That plan for a new $1.3 billion Philadelphia 76ers arena across the street from Center City’s Greyhound bus station has a new twist: It would actually be so big that it would spread across Filbert Street and replace the bus station, according to the plan’s developers:
“We have that under contract,” confirmed David Adelman, the Philadelphia developer working with Sixers managing partners Josh Harris and David Blitzer to build a new arena. He declined to provide more details about the arrangement, citing a nondisclosure agreement.
(Pause to boggle at a developer saying he can’t reveal details of his own plan because he made himself sign an NDA. Done boggling? Okay, let’s continue.)
Why should any Sixers fans, Philadelphia residents, or anyone else care about this news, unless they were planning to take the bus to games? Couple of reasons: First off, there’s that 30-year city property tax break that the mall the arena would mostly be built on top of gets, and which the team owners say they want to inherit. If the Sixers owners want to extend that to the Greyhound site — and it’s hard to picture how they would get a tax break on the southern half of an arena but not the northern half — then expanding the arena footprint could end up making for a bigger public subsidy.
Then, also, there’s the whole question of how the arena will affect the neighboring Chinatown, whose residents are already worrying about traffic and gentrification impacts, just as they did 20 years ago when the Phillies owners were looking at building a stadium on their neighborhood’s northern edge. The gentrification issue is slightly overblown — without getting too far into the weeds right now, sports venues mostly only seem to lead to massive neighborhood change when neighborhoods are already being targeted for redevelopment — but obviously tearing down the bus station, which right now acts as a partial buffer between Center City and Chinatown, would make it more likely that an arena leads to more redevelopment to the north. (It can’t help that local business leaders are openly pushing the Washington Wizards‘ arena as a model, since that building helped wipe out a good chunk of D.C.’s Chinatown after it opened in 1997.)

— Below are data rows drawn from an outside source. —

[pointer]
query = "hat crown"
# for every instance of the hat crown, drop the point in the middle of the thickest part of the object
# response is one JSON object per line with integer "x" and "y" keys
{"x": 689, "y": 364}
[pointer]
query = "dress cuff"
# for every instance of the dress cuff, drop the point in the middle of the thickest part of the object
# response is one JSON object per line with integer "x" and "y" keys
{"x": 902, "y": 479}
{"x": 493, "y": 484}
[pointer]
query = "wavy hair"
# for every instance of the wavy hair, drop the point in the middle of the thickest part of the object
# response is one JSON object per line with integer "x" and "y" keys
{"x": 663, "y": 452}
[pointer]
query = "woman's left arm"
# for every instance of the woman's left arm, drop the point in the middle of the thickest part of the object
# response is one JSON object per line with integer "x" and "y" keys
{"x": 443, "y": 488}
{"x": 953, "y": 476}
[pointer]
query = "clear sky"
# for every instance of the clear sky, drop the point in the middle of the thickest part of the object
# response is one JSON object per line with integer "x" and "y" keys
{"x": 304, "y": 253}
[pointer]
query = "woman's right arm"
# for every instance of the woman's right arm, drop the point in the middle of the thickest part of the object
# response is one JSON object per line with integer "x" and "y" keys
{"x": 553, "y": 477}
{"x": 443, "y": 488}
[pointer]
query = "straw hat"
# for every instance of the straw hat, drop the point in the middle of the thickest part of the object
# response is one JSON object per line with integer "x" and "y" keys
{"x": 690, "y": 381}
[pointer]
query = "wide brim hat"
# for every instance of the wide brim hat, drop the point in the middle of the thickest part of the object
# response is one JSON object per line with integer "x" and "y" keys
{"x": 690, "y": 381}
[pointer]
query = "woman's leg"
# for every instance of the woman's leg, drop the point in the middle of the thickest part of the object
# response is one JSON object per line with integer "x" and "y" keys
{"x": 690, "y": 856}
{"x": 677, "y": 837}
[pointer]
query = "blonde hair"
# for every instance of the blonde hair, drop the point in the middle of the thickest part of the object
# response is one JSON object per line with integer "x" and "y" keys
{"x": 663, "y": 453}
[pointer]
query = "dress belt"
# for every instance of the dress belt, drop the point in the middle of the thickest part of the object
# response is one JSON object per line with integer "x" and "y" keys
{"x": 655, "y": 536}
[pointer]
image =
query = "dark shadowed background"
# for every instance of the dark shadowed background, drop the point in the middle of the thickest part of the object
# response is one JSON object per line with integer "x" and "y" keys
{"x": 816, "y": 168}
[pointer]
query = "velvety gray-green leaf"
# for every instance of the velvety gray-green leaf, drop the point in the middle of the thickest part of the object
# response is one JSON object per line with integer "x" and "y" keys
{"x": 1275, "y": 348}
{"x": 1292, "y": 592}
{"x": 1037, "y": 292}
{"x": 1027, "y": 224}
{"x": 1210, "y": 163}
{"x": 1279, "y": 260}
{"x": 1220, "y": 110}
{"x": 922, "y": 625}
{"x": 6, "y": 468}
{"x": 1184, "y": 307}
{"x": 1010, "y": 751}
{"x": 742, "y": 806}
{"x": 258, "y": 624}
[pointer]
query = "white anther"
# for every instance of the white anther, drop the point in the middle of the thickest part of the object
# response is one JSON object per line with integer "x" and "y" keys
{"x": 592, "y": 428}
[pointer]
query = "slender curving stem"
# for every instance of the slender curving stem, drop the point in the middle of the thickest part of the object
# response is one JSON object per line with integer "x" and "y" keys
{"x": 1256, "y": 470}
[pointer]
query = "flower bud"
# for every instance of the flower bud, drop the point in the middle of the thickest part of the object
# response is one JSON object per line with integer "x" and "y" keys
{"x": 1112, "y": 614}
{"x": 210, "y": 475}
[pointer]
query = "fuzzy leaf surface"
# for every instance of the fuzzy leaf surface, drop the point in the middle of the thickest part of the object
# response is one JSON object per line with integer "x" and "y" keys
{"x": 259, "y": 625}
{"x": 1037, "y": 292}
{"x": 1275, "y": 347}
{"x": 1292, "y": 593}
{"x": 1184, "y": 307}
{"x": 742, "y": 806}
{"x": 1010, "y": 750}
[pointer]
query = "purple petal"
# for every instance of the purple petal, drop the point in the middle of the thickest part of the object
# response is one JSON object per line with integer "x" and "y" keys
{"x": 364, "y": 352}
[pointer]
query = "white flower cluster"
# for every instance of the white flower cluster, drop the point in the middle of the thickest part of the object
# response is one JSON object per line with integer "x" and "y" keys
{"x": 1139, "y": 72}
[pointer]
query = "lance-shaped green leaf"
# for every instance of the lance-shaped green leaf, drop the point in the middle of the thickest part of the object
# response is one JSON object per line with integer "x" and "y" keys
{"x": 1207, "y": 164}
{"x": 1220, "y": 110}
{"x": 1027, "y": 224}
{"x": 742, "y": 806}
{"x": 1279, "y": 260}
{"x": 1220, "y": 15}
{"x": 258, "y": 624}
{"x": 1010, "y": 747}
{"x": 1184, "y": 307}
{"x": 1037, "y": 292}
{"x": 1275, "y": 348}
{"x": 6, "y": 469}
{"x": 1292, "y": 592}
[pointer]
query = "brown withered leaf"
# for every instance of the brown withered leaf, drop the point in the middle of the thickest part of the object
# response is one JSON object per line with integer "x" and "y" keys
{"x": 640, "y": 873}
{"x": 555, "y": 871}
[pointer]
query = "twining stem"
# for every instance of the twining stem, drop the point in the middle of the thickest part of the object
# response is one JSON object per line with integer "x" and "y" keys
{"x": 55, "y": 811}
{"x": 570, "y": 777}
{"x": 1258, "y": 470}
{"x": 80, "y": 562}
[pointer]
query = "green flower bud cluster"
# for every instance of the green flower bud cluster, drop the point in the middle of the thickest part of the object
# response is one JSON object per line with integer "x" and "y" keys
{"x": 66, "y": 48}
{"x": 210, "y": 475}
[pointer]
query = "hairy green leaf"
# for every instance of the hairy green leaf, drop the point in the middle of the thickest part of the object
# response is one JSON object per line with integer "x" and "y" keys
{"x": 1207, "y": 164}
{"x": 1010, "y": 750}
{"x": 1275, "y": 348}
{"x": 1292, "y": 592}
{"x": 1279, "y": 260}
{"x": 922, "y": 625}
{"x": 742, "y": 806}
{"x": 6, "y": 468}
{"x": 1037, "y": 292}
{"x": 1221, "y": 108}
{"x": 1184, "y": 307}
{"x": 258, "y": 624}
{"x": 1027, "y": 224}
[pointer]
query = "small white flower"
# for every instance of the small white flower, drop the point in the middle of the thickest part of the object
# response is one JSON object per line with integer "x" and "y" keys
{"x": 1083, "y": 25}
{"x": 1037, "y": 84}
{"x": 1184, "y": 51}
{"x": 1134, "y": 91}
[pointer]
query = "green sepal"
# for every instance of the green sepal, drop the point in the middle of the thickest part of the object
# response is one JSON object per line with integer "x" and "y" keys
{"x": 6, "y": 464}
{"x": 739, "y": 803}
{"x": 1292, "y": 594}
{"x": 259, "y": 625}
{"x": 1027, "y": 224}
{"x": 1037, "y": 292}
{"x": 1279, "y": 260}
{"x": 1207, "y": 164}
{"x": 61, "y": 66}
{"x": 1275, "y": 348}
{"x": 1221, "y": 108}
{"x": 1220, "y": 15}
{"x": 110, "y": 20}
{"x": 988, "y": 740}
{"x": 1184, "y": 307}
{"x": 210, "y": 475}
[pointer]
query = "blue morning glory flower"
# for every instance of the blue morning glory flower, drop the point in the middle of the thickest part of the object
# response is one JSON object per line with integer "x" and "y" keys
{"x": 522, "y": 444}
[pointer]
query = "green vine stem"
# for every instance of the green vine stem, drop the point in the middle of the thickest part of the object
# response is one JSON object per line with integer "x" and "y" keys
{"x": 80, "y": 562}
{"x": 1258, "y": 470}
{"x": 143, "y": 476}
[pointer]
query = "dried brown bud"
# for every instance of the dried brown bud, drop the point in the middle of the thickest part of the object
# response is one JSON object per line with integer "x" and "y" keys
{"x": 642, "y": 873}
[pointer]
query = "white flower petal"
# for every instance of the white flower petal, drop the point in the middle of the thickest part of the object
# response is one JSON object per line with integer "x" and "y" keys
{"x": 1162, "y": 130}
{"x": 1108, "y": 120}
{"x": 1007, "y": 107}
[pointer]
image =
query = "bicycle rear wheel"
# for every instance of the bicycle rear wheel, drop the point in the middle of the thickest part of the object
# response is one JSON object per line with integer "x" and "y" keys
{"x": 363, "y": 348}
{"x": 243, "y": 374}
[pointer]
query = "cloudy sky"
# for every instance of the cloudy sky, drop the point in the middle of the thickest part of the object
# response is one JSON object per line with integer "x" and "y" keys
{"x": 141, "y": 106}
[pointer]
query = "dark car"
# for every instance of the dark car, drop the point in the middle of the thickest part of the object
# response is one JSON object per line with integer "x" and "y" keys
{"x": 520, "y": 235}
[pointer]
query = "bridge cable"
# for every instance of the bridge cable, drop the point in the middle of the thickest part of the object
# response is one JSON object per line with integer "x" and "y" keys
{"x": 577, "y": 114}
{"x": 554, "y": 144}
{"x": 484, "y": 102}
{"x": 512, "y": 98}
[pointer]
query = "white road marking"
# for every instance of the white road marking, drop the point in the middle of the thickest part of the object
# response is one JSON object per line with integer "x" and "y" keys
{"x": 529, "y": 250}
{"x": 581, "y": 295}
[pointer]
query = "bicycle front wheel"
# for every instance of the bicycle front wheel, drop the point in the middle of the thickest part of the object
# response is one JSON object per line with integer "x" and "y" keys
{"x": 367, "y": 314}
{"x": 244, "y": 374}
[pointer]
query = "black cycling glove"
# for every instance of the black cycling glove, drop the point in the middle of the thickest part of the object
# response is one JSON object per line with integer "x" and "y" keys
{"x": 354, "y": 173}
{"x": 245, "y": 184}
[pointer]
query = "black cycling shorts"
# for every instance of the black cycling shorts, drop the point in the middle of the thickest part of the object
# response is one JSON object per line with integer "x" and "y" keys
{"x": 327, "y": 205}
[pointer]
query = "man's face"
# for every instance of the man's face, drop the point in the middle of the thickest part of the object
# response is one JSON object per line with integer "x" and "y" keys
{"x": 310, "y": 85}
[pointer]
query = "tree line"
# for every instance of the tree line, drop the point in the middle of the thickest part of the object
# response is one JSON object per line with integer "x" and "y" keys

The Philadelphia Inquirer notes that “Greyhound has lately asked for help from public officials in relocating to make way for the next user,” so clearly there are a lot of moving parts here that could end up requiring public money. Sometimes I feel bad for looking every “all-privately-funded” horse in the mouth, but mostly my reflexive cynicism ends up working out pretty well.
And, naturally, I assume the Sixers will not foot the bill on replacing or helping build a new Greyhound station because as we all know, Greyhound has the reputation of only poor people or weirdos riding their buses and God forbid those riders have anything nice.
(I say that as someone who has rode on Greyhound plenty of times.)
The whole reason I know anything about that Greyhound terminal is that I’ve taken buses to there many times. (NJ Transit to SEPTA is more pleasant, but also pricier and usually slower.)
Urban renewal now means eliminating anything that benefits the poor.
You don’t even have to build anything in it’s place… just demolish a bus terminal, public toilets, a laundromat, anything someone poor might actually want/need to use.
Never forget who our politicians actually work for. If it was the average citizen, there would be full time policing on public transit everywhere…. instead we commit vast resources to equipping police forces with military hardware they will never (and should never) use.
For reference, the new (1989) Chicago Greyhound terminal cost $14 million. It has 12 gates. Current Philly has 14.
My mom is so poor, that when she gets mad she can’t afford to fly off the handle so she’s got to Greyhound off the handle.